Before you head into the great outdoors, you'll need some basic equipment. Get a sturdy tent big enough for your family to sleep in comfortably. Make sure it's watertight and strong enough to stand up to some wind. Sleeping bags are a must especially if you're camping in the mountains or the desert – climates that cool down dramatically at night even during the summer. Check ratings; a sleeping bag that's rated for only 40 F will keep you shivering in nighttime temperatures of 30 F, and you don't want that. A floor pad or an air mattress (with a good pump) will help you sleep more comfortably by adding an extra layer between you and the hard floor.

A large electric lantern (with extra batteries just in case) is a must for evenings as well as for walking to the bathroom in the middle of the night or heading to the lake for some pre-dawn fishing. Bring several flashlights, too. Lawn chairs are great for a relaxing afternoon of reading under the trees or for sitting by the campfire at night. Unless you're prepared to eat nothing but granola bars and fresh fruits and vegetables, buy a Coleman stove. It's portable, it runs on propane, and it's great for morning coffee or a hot dinner of canned stew (don't forget the can opener).
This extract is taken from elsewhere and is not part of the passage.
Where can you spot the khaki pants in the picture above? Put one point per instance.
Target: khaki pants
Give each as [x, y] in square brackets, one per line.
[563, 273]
By the way, inexpensive, durable dinner plates and cups work better than the rugged metal cups and plates you'll see in camping stores. Why? Because your hot chocolate doesn't stay hot very long inside one of those metal cups. Bring an inexpensive plastic tablecloth to cover picnic tables. And a large plastic bin works well for doing the dishes (remember to bring dish soap).

Be sure to ask the people at the outdoor equipment store how to set up and use everything – especially your tent and your stove. Don't leave the store with your purchase until you comfortably understand how to use everything. If you have questions later, don't hesitate to call back.

When you're packing toiletries for your camping trip, include a well-stocked First Aid kit, bug spray, and sunscreen.

Trial Run

One of the best things you can do for yourself is to camp overnight in your backyard. Pretend you're out in the wild and bring everything you think you'll need. Set up the tent. Inflate the air mattress. Cook breakfast on the Coleman stove. Use your electric lantern at night. What works? What doesn't? Is your sleeping bag warm enough? Did you remember to bring eating utensils? Pillows? Toiletries? T-shirts and shorts for the hot noon sun and a warm jacket and sweats for cool evenings? Hats? Hiking shoes?

Camping in your backyard is a safe way to prepare for a "real trip.” During and after your trial run, make a list of everything you need – the things you remembered and forgot, plus things you never even thought of before taking that backyard outing.

Do Your Homework

Before you go on that first, momentous camping trip outdoors, learn everything you can about your chosen destination. Get brochures, look up information on the Internet, and ask as many questions as you can think of. What does the location look like? Is your site shaded? Are there poisonous shrubs in the area? Will you be camping next to a river or stream? Are campfires allowed? Is firewood provided?

What are the campground amenities? Are there hot showers on site? Flush toilets? A campground store? A playground? Where are the nearest medical facilities? If there's a lake on the premises, ask about boat rentals, fishing permits, and swim beaches.

When you arrive at your campground, scope it out. Find out where the bathrooms are. Locate the camp hosts, in case you need them later. Read everything posted at the entrance. Follow the rules. Be safe.

Relax

The best thing about camping is getting away from it all. Leave behind your cell phones, your computers, your beepers. Enjoy the beautiful scenery and the fresh air. Let it all just soak into your pores and revitalize you. Kick back, unwind, slow down your pace. It's time to smell the wild roses and count the twinkling stars. Relax, and enjoy!